Sex-specific effects of developmental exposure to polychlorinated biphenyls on neuroimmune and dopaminergic endpoints in adolescent rats.

Neurotoxicology and teratology (2020-04-08)
Deborah A Liberman, Katherine A Walker, Andrea C Gore, Margaret R Bell
ABSTRACT

Exposure to environmental contaminants early in life can have long lasting consequences for physiological function. Polychlorinated biphenyls (PCBs) are a group of ubiquitous contaminants that perturb endocrine signaling and have been associated with altered immune function in children. In this study, we examined the effects of developmental exposure to PCBs on neuroimmune responses to an inflammatory challenge during adolescence. Sprague Dawley rat dams were exposed to a PCB mixture (Aroclor 1242, 1248, 1254, 1:1:1, 20 μg/kg/day) or oil control throughout pregnancy, and adolescent male and female offspring were injected with lipopolysaccharide (LPS, 50 μg/kg, ip) or saline control prior to euthanasia. Gene expression profiling was conducted in the hypothalamus, prefrontal cortex, striatum, and midbrain. In the hypothalamus, PCBs increased expression of genes involved in neuroimmune function, including those within the nuclear factor kappa b (NF-κB) complex, independent of LPS challenge.
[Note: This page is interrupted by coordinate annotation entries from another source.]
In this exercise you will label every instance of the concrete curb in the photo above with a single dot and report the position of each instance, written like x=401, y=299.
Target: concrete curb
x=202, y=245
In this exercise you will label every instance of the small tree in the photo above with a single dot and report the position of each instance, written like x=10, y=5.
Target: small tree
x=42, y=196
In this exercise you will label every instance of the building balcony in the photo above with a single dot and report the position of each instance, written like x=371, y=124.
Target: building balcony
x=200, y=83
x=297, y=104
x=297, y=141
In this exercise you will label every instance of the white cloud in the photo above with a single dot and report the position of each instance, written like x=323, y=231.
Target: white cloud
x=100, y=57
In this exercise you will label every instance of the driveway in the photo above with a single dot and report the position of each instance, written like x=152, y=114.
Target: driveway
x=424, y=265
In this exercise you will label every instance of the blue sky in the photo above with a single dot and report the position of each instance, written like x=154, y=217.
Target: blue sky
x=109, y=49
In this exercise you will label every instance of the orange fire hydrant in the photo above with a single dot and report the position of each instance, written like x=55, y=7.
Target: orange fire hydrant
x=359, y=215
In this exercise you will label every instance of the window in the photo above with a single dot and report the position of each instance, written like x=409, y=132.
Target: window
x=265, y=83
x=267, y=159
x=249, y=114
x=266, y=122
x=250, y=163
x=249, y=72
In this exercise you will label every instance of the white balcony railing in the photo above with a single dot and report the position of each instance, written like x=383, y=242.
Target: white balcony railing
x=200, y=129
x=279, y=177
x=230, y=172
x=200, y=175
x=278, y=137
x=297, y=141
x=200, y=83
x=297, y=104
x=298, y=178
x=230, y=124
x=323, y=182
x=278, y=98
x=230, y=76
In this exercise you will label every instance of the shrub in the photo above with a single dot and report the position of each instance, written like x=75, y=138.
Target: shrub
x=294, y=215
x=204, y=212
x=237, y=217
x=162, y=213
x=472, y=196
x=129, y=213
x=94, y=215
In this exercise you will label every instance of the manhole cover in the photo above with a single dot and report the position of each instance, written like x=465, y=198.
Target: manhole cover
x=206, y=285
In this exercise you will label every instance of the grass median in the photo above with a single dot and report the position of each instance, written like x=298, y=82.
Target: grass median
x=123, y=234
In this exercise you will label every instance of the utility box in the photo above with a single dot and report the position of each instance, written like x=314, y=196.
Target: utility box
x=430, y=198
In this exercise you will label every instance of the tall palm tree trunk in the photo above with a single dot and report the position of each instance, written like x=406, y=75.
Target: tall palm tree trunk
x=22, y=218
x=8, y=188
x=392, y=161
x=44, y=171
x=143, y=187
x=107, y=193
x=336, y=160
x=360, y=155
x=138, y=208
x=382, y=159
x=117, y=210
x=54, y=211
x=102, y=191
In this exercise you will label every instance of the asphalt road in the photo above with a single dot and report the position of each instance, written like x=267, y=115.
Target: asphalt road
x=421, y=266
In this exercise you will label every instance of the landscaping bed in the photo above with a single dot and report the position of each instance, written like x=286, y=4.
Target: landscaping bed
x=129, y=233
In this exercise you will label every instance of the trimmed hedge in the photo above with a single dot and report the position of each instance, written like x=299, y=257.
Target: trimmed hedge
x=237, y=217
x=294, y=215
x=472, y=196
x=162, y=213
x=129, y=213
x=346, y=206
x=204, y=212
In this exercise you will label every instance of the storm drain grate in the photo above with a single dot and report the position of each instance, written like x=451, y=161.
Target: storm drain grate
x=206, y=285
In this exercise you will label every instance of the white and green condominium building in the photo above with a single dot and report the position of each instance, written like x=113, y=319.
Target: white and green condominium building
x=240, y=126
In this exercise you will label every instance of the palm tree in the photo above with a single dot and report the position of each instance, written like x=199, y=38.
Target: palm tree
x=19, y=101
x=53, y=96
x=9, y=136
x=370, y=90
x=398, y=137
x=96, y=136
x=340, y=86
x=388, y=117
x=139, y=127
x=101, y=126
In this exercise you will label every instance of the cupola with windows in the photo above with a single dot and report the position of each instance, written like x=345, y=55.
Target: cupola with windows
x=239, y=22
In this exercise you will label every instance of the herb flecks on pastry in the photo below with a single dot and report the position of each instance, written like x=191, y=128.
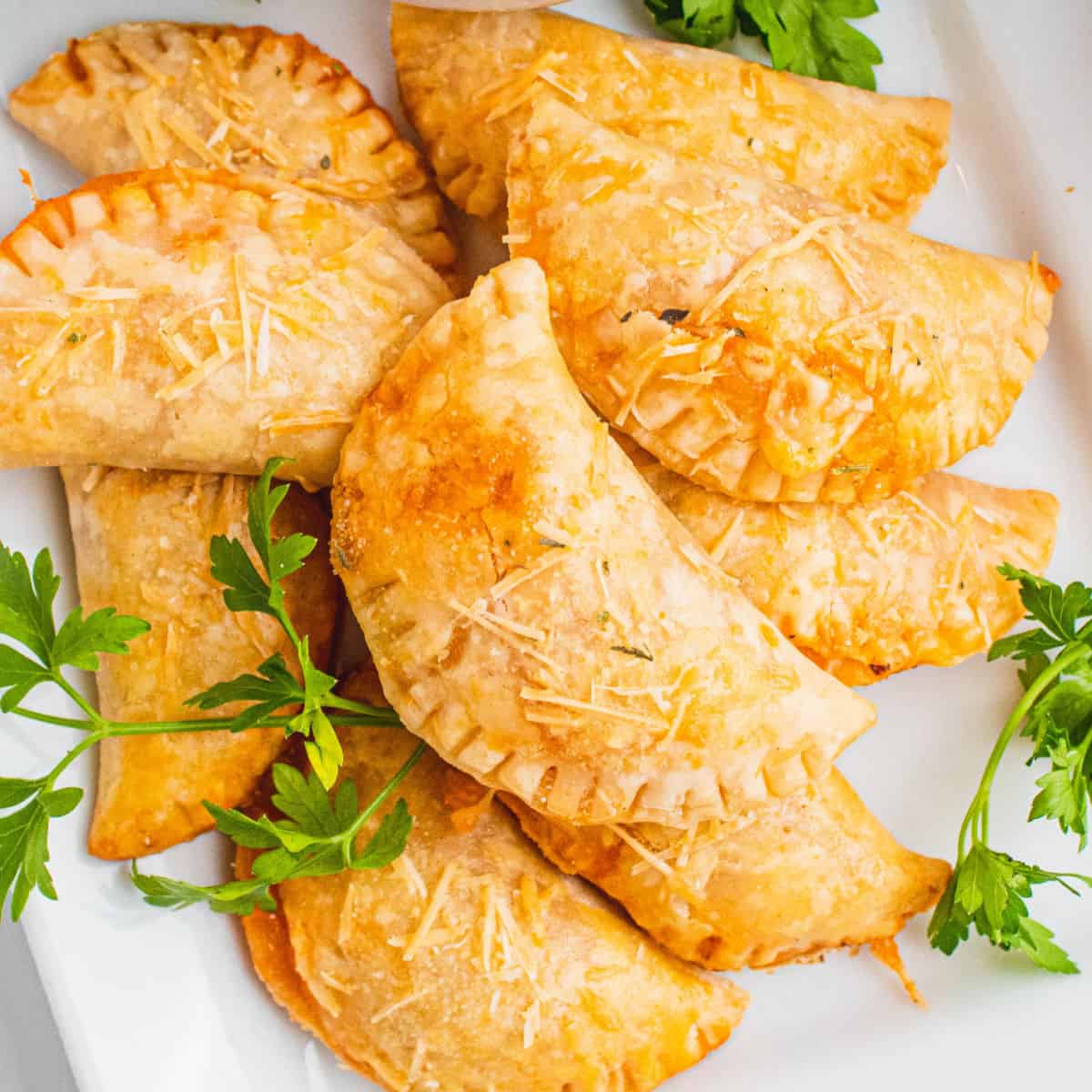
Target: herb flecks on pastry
x=536, y=614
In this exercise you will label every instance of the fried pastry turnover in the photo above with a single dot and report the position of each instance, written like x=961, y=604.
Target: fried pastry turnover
x=536, y=614
x=145, y=96
x=472, y=959
x=759, y=339
x=803, y=875
x=868, y=590
x=141, y=541
x=469, y=82
x=196, y=320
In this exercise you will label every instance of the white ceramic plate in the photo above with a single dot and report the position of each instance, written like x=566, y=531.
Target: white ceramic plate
x=151, y=1000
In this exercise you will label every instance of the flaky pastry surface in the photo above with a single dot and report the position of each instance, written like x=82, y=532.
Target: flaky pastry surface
x=141, y=543
x=756, y=339
x=536, y=614
x=469, y=82
x=195, y=320
x=472, y=964
x=868, y=590
x=807, y=873
x=145, y=96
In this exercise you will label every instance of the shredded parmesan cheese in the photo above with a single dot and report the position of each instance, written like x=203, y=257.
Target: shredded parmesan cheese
x=431, y=912
x=241, y=303
x=549, y=698
x=391, y=1009
x=577, y=94
x=278, y=423
x=262, y=359
x=769, y=254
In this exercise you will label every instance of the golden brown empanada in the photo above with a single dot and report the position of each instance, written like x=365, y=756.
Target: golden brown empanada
x=469, y=81
x=142, y=96
x=472, y=964
x=192, y=320
x=536, y=614
x=142, y=546
x=872, y=589
x=806, y=874
x=756, y=339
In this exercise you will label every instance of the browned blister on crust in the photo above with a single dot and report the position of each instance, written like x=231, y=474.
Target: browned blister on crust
x=536, y=614
x=472, y=958
x=145, y=96
x=199, y=320
x=141, y=543
x=871, y=589
x=759, y=339
x=803, y=875
x=469, y=83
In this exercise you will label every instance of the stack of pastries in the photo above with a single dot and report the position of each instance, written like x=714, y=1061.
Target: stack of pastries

PCB exposure also increased expression of receptors for dopamine, serotonin, and estrogen in this region. In contrast, in the prefrontal cortex, PCB exposure blunted or induced irregular neuroimmune gene expression responses to LPS challenge. Moreover, neither PCB nor LPS exposure altered expression of neurotransmitter receptors throughout the mesocorticolimbic circuit. Almost all effects were present in males but not females, in agreement with the idea that male neuroimmune cells are more sensitive to perturbation and emphasizing the importance of studying both male and female subjects. Given that altered neuroimmune signaling has been implicated in mental health and substance abuse disorders that often begin during adolescence, these results highlight neuroimmune processes as another mechanism by which early life PCBs can alter brain function later in life.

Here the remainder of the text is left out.